Ich als Wünschefee bin die Außenseiterin, warum? Die Ausbildung ist Pflicht für mich, die spätere Berufsausübung die Kür. Ich habe Angst, sie nicht gut zu machen, meine Abschlussszene, wenn es nicht klappt, kann ich es auf die erst zu spät gefundene Spielergruppe schieben und auch auf die unkooperativen Leiter. Wieso muss ich immer wieder in Gruppen kommen, obwohl ich mich noch nie darin wohlgefühlt habe. Ich mach mein Ding, ohne Erklärungen, ich mache es gut und muss mir nicht immer den Kopf zerbrechen, was könnte ich jetzt wieder schlaues sagen.
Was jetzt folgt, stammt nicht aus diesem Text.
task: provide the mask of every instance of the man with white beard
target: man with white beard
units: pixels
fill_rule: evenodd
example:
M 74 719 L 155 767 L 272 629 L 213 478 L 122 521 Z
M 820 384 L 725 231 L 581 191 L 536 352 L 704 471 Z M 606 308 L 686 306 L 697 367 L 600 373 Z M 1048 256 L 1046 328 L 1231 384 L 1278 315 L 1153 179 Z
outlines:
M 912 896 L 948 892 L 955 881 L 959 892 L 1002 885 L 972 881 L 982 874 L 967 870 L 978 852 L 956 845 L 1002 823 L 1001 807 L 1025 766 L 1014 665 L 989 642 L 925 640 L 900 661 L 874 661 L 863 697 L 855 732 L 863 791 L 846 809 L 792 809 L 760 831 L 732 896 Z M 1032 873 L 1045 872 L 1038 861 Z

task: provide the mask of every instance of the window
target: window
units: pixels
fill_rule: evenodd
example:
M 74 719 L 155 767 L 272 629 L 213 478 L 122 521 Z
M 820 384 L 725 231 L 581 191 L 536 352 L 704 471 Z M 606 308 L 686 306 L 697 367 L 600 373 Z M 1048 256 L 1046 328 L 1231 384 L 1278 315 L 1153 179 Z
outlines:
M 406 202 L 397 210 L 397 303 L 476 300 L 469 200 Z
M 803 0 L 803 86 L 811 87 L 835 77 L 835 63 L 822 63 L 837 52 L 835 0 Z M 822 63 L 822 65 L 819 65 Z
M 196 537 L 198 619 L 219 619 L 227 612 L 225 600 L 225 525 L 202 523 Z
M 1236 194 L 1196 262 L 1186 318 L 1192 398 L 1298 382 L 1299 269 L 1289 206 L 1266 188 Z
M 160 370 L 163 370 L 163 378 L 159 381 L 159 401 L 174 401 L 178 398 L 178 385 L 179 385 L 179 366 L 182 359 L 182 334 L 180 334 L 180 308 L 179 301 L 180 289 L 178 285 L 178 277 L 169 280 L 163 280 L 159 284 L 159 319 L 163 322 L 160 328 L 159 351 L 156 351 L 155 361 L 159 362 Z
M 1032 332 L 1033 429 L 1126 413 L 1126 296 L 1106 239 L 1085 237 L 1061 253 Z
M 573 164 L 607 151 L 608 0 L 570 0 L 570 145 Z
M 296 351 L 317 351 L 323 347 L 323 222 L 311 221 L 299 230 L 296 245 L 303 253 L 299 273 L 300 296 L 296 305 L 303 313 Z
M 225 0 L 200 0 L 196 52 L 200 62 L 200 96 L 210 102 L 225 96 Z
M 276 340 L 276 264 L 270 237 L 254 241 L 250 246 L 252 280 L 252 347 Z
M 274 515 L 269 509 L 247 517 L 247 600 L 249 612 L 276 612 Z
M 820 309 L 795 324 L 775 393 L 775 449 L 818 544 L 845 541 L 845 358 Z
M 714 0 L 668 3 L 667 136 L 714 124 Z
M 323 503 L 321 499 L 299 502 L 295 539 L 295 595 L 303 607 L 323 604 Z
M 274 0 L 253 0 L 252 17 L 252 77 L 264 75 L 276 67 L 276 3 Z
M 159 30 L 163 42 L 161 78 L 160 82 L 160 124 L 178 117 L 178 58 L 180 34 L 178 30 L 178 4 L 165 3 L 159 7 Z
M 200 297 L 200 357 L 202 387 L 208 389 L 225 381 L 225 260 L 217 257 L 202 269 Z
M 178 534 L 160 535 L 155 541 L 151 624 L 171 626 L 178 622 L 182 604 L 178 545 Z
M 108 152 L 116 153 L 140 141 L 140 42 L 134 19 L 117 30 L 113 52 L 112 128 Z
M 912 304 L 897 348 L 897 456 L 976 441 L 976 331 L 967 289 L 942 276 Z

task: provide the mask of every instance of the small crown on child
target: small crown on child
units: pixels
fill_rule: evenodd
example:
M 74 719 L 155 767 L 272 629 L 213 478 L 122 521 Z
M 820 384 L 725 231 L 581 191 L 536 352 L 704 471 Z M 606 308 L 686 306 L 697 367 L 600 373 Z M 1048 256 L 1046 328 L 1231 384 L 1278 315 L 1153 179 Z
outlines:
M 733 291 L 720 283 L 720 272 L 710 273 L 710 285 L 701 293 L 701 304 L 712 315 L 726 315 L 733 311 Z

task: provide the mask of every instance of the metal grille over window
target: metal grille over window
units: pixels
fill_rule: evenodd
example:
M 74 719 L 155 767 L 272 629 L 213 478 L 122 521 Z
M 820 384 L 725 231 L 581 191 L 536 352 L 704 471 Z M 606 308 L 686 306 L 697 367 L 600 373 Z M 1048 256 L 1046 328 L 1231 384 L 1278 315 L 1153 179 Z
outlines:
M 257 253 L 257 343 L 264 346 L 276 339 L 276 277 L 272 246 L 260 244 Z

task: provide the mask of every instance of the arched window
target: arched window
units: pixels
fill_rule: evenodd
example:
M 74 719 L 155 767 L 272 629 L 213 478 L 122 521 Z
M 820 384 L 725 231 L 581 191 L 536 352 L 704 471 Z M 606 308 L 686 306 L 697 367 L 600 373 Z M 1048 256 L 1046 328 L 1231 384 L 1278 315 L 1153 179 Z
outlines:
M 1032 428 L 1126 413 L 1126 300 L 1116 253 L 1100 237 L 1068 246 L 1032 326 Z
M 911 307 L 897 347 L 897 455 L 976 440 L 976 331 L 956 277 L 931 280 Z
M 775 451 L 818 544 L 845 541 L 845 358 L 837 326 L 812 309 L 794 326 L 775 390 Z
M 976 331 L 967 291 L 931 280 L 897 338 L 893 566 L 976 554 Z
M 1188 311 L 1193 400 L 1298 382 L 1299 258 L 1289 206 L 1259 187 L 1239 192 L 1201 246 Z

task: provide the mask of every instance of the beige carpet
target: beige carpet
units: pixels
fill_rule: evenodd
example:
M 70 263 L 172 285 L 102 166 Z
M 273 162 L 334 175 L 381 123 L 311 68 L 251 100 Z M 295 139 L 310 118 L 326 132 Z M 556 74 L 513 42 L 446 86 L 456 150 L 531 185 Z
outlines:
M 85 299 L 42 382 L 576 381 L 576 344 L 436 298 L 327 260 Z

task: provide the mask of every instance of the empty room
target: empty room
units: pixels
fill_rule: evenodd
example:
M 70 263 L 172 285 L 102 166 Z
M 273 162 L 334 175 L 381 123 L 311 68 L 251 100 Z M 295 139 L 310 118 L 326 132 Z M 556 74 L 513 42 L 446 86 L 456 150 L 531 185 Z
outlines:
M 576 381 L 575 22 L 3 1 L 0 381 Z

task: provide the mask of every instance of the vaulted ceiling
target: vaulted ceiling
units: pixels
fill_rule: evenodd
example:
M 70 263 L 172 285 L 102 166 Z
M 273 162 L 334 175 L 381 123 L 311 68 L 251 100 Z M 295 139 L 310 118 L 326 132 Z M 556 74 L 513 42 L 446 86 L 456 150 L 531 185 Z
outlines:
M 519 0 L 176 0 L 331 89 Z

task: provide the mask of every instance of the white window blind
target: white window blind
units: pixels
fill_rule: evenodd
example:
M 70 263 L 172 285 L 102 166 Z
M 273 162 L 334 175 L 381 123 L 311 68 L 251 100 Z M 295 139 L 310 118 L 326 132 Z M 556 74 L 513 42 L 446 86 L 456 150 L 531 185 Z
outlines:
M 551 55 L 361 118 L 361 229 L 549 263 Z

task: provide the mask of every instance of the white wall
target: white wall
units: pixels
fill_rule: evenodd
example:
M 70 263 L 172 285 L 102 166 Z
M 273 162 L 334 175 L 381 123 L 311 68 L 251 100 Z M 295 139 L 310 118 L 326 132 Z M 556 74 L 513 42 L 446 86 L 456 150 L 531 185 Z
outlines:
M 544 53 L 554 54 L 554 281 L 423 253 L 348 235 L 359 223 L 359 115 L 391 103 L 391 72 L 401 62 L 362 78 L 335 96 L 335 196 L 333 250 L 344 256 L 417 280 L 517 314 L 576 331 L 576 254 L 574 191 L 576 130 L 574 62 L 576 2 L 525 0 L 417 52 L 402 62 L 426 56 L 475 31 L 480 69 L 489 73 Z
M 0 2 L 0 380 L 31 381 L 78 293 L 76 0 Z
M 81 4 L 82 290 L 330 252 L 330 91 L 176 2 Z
Je mehr ich etwas in die Gruppe einbringen "muss" um so blockierter bin ich und natürlich fällt mir keine passende Antwort auf zynische Bemerkungen ein. Ich bin eher zurückhaltend, deshalb soll mein Stück auch so sein, nicht zu krass, nicht zu brutal. Aber passt das denn zum Thema? Spiegelt meine Zurückhaltung die vermeintliche Unterkühlung anderer mir gegenüber wieder?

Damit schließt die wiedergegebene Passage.